Riding coaches are adamant that all beginner motorcycle riders enrolled in the course eat a good meal before coming to class, and, of course, that you STAY HYDRATED. I can’t support this advice enough. I underestimated the heat at first, and all I can say is that when it comes to things that will keep you safe out on the range, listen to the instructors when they tell you things like this. They are keeping your best interest in mind and they tend to also know what they’re talking about, after all. Plus, I can tell you that when it starts to warm up out there and you're smack in the middle of an exercise, it isn't a good time to realize you should have taken advantage of that water break. Regret is never fun in these circumstances.
Also, if you're a person who tends to have an intolerance to heat, take extra steps to keep yourself safe, and make note of symptoms and signs of heat exhaustion. Heat stroke is serious business, and you don’t want to put yourself, or other riders on the range, at risk.
You end up making some pretty awesome friends.

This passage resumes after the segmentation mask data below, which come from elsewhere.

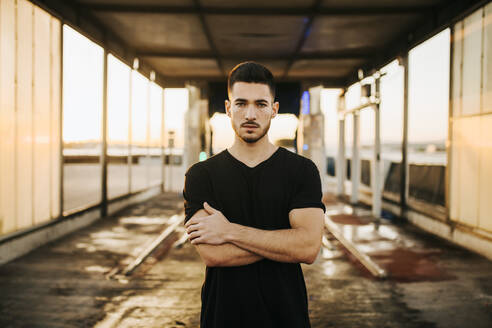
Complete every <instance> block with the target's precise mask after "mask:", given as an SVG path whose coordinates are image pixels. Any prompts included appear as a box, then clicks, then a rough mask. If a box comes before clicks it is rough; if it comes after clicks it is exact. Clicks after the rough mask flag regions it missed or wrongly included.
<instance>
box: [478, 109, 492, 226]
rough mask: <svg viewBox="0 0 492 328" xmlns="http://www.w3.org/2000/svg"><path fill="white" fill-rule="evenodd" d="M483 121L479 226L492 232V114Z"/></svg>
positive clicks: (479, 170)
mask: <svg viewBox="0 0 492 328" xmlns="http://www.w3.org/2000/svg"><path fill="white" fill-rule="evenodd" d="M480 119H481V128H480V131H481V136H480V139H479V140H480V141H479V142H480V170H479V171H478V174H479V176H480V191H479V194H480V201H479V205H480V210H479V211H480V212H479V219H478V225H479V227H480V228H482V229H484V230H487V231H490V232H492V114H489V115H484V116H481V117H480Z"/></svg>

If you put me in a room with a bunch of strangers to take a class for a weekend, that is not exactly my idea of a fun time. I’ll say it. I’m not exactly the most extroverted person, so when I had to work with my classmates to complete exercises and lessons, I wasn’t jumping for joy at the thought of such forced interaction. It wasn’t just me, either. Most of the other folks in my class, at first, were keeping to themselves, avoiding eye contact, and begrudgingly conversing with one another.

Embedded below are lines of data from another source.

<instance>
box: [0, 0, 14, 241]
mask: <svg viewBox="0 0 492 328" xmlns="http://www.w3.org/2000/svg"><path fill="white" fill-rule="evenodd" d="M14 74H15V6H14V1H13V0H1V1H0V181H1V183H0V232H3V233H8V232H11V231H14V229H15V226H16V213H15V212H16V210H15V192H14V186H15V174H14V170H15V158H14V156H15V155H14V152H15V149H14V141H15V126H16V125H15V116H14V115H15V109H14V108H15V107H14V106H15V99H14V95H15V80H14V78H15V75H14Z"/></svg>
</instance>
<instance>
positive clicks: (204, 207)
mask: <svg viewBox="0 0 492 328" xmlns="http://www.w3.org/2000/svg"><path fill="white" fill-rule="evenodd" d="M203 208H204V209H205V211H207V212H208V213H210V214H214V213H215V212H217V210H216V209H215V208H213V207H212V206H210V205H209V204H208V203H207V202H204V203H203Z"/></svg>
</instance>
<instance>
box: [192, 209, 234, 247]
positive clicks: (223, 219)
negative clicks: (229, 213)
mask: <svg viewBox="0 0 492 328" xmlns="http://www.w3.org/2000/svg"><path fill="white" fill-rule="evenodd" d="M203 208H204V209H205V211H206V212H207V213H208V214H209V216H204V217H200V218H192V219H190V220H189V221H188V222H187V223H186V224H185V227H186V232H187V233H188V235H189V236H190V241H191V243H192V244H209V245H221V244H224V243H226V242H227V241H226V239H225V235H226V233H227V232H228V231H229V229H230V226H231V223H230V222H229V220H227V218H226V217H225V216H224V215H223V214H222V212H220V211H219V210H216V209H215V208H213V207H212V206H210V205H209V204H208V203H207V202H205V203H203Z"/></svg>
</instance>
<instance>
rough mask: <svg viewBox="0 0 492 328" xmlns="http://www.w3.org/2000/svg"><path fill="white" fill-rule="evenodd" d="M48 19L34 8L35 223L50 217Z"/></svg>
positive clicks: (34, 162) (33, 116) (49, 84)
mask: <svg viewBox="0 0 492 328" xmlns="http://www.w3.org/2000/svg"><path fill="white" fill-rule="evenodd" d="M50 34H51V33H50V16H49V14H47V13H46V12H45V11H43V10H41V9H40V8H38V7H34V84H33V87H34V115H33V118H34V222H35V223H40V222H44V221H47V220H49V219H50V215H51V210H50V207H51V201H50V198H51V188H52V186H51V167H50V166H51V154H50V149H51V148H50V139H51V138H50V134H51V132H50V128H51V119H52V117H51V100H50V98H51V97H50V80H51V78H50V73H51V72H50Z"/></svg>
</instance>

By the end of the class, though, it was a completely different story. After a weekend, we were the best of friends. We had become each other’s support system; we were rooting each other on, cheering each other’s victories, and assisting one another when there were struggles. I love my classmates, and I am so glad to have met them. At the end of the course, as newly licensed riders, we all exchanged numbers in a promise to ride together out in the real world. The Basic RiderCourse was a bonding experience like I had never seen before. The camaraderie of the motorcycle culture is real, and it started before we had even earned our endorsements. Which, I think, is pretty freakin’ cool.
It’s so worth it.
I’ve been wracking my brain since the end of my Basic RiderCourse to think of something that is as rewarding as getting your motorcycle endorsement at the end of the course. Truly. The hard work and tons of sweat I put into the exercises, the studying I put in before I took the written exam, the practice I completed before the final riding test, it all paid off. I knew nothing about how to ride a motorcycle before I took the Basic RiderCourse, and now I could confidently (and safely) ride off into the sunset on two wheels, with my shiny new endorsement.
The reward of getting your endorsement after all the nerves, frustration, and hard work you put into the beginner motorcycle rider course is something I’d venture to guess you’ll think back on fondly. There may be times where it seems too difficult; you might get frustrated and just walk away from it all, but I’m here to tell you that perseverance through the challenges will lead to a feeling that, at least for me, ranks up there with pride.